Vincenzo Giordano, whose father set up the Nettuno factory in the Fifties, enthusiastically tells me how colatura is made – and it’s pleasingly simple. Fresh anchovies are filleted and placed in small barrels in layers of alternating directions, with lots of salt. A large stone sits on a wooden cover, then over the next six months to three years, juices rise over the cover. A hole is made at the bottom of the barrel and the harmonic liquor filters through, dripping out.
If you ever get your hands on a bottle, you can drizzle it on fish or meat tartare, vegetables and even pizza.
Vincenzo says any waste from the anchovies is used to make feed for fish farms. I’m pleased that it’s a closed loop system, but I’m still highly sceptical about the environmental costs of all farmed fish.
Anchovies, however, aren’t farmed. They’re also not currently overfished in the Mediterranean and swim close to the surface, meaning fishers don’t have to trawl for them.
They’re something special on the Amalfi coast – when fresh, they’re seen as a test for top chefs, Gennaro says, because they have to be cleaned of blood quickly before the fishy smell sets in, then filleted delicately so as not to lose the meat. They shouldn’t taste very strong.
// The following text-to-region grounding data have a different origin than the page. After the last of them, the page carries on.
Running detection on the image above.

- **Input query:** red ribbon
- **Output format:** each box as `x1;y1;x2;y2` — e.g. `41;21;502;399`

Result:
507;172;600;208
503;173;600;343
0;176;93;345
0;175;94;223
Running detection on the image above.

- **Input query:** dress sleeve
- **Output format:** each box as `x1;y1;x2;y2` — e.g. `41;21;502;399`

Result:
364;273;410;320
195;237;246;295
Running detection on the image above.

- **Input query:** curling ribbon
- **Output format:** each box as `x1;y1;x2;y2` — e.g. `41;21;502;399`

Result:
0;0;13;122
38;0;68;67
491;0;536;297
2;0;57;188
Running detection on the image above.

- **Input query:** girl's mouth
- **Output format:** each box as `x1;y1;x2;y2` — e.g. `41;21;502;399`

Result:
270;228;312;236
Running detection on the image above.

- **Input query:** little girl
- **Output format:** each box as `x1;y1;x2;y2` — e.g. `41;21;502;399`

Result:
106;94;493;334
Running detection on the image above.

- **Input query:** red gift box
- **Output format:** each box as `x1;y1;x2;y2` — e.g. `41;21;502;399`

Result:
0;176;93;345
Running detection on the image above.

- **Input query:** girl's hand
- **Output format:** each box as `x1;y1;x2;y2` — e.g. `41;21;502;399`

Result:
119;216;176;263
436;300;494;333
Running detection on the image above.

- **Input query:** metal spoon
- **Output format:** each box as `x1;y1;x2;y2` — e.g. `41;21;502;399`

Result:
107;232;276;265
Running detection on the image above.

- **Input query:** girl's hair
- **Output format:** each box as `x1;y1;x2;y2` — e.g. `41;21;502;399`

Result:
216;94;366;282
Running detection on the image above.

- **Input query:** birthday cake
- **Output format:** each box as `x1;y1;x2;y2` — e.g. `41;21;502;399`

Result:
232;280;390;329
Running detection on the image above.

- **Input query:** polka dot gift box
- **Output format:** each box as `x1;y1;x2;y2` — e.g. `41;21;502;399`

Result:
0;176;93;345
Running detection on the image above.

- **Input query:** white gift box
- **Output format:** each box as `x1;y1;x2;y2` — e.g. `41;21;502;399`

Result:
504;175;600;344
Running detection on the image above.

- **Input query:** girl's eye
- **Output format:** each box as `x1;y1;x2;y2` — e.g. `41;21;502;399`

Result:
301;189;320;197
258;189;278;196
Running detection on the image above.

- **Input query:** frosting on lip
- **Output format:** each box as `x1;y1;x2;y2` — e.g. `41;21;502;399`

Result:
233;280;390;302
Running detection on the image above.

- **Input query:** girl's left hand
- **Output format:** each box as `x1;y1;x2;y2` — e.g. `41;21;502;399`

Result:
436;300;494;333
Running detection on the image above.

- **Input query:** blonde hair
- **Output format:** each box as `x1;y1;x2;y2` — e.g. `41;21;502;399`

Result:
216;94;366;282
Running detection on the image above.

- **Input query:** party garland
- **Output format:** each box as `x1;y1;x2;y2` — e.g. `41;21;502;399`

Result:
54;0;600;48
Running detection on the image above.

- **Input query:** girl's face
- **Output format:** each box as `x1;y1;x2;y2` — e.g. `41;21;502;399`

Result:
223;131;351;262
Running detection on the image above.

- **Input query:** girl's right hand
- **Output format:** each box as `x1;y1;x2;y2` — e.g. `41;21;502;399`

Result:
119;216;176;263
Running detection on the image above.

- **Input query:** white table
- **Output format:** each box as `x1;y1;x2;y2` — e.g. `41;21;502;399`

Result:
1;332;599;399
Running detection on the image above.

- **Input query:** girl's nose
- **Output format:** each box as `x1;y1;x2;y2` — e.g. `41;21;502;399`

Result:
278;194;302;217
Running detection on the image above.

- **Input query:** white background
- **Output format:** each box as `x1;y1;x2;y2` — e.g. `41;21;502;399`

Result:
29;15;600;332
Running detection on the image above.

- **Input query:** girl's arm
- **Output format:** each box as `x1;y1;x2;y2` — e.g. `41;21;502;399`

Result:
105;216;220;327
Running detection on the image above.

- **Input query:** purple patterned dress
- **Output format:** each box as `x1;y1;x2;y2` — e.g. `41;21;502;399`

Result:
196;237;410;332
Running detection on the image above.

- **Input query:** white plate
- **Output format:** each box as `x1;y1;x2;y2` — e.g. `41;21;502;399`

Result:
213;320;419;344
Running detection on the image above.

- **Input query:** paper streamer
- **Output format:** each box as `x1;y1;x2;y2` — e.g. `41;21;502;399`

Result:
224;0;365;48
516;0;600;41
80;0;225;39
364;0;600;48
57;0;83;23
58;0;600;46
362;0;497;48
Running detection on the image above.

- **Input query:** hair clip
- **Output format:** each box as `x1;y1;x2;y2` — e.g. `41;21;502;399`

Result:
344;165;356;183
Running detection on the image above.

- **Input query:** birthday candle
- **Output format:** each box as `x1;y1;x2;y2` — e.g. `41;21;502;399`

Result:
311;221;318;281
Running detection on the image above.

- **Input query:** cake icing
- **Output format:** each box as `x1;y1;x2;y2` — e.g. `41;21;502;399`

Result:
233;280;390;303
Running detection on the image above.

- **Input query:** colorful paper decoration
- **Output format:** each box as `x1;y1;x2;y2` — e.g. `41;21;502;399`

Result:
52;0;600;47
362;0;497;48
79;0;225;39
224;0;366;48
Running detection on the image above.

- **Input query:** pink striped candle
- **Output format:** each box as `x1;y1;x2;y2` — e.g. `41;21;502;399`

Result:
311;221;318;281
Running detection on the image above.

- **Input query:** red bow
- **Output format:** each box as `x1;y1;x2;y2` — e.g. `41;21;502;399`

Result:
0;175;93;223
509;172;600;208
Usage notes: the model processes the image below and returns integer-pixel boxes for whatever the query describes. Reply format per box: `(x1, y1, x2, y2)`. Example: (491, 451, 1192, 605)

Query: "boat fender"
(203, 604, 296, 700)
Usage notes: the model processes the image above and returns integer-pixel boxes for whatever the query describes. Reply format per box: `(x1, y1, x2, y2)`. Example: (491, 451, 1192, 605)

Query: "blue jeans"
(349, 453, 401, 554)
If you do go to Cetara, visit Pasquale – the town’s Spiro Hakiaopulos. Genial and a little mischievous, he’s the chef at Al Convento restaurant, who will serve you a whole terrifying basilisk of cod from a copper pan.
It’s not really scary – it’s beautifully fresh, and drowned in buttery sauce and pieces of sfusato d’Amalfi – the name of the lemons here. A waiter also fillets it for you. After eating spaghetti alla colatura, platters of battered seafood and three plates of anchovies… well I think you’ll like Cetara too.
There is doubtless more food to discover in the lesser trodden parts of the Amalfi coast, such as in the town of Conca dei Marini, where pennette pasta is eaten with shining, fat cherry piennolo tomatoes that are stored in the dark for up to a year, maturing and lapping up the sea air. Costa d’Amalfi, I’ll be back – but by train.